If these forms of suffering happen to young children, the damage is long-lasting. Even lifelong. But when similarly bad things happen to an adult, we expect them to “get over it,” and if it takes them longer than we think it should, we generally turn away from them. After all, the adult has more defences, more cognitive sophistication and ability to “externalize” other people’s nastiness, in effect realizing that the fault lies with the other person. And yes, adults CAN do this much better than kids.

But for any given adult, you never know how powerfully words might affect them. After all, it still hurts to be told terrible things from people you care about, no matter how old you are. And just how deeply those words cut depends on lots of things — like how much you trust and love that person, how vulnerable you have made yourself to them, how many of your secrets you have entrusted to them. AND, how much you heard those same things earlier in your life.

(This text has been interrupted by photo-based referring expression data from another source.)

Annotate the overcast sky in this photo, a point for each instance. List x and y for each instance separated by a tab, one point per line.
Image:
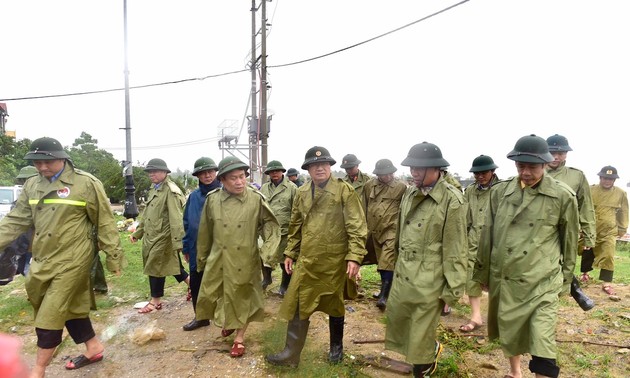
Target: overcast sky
471	80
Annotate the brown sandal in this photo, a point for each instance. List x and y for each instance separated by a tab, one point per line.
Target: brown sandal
149	308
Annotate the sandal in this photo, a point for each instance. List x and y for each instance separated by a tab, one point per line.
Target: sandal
238	349
226	332
469	327
608	289
150	307
81	361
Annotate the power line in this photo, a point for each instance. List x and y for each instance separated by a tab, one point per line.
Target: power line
243	70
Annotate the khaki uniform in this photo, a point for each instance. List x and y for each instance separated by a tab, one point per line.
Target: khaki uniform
578	182
280	199
477	199
162	230
611	212
527	252
64	214
327	229
229	257
431	268
382	204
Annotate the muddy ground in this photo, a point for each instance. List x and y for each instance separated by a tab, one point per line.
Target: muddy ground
204	353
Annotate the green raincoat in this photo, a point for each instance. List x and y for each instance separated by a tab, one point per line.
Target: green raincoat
578	182
430	269
527	249
64	214
280	199
229	257
327	229
161	230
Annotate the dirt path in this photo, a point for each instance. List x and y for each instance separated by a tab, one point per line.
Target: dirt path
204	353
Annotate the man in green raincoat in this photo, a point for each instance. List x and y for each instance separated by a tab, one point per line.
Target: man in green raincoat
232	220
64	205
327	236
430	269
526	254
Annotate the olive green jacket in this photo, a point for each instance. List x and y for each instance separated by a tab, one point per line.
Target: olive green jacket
327	230
162	230
430	269
229	256
527	252
64	214
578	182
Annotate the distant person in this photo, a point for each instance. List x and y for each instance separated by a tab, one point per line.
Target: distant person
232	221
526	255
63	205
327	237
205	170
162	231
280	193
575	178
611	219
431	266
381	196
294	177
477	196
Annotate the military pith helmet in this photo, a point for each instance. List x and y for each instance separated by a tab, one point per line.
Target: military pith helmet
317	154
425	155
608	172
28	171
531	149
46	149
349	161
483	163
274	165
231	163
204	164
156	164
384	167
558	143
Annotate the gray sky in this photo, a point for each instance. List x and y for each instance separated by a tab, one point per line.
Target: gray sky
471	80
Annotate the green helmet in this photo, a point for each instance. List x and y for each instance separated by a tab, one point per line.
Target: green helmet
28	171
46	149
425	155
349	161
274	165
531	149
204	164
384	167
608	172
558	143
231	163
156	164
483	163
317	154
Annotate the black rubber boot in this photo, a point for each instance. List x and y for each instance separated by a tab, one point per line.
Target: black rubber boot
580	297
296	337
266	277
335	325
284	284
382	300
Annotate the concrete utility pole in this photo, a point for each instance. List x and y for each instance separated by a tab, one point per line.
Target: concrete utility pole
131	209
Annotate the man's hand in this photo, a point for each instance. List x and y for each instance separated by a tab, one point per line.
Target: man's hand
353	269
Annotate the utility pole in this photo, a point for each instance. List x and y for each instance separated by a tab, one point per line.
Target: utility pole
131	209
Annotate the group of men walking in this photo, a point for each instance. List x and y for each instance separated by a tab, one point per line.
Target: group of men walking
432	244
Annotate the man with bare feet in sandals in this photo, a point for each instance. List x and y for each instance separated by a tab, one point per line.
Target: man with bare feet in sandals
232	220
64	205
526	255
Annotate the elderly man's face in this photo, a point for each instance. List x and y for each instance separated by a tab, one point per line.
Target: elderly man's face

Because remember, adults were children once, and they still carry around the scars of the words and hurtful actions (or inactions) they were subjected to as children. Most of us have still-unhealed wounds in our psyches, and although we may have been able to cover them with layers of adult sophistication and better life experiences, the wounds are still there, and new hurts can reopen those wounds and bring all that “unprocessed” shit right back.

So when someone who has suffered trauma says “I was triggered”, don’t you dare call them a “snowflake” or judge them. Live their life first, feel their pain in your own tissues, feel the immense courage they tap into, every day, just to get through the day.  And then, see how you feel about them being “triggered”.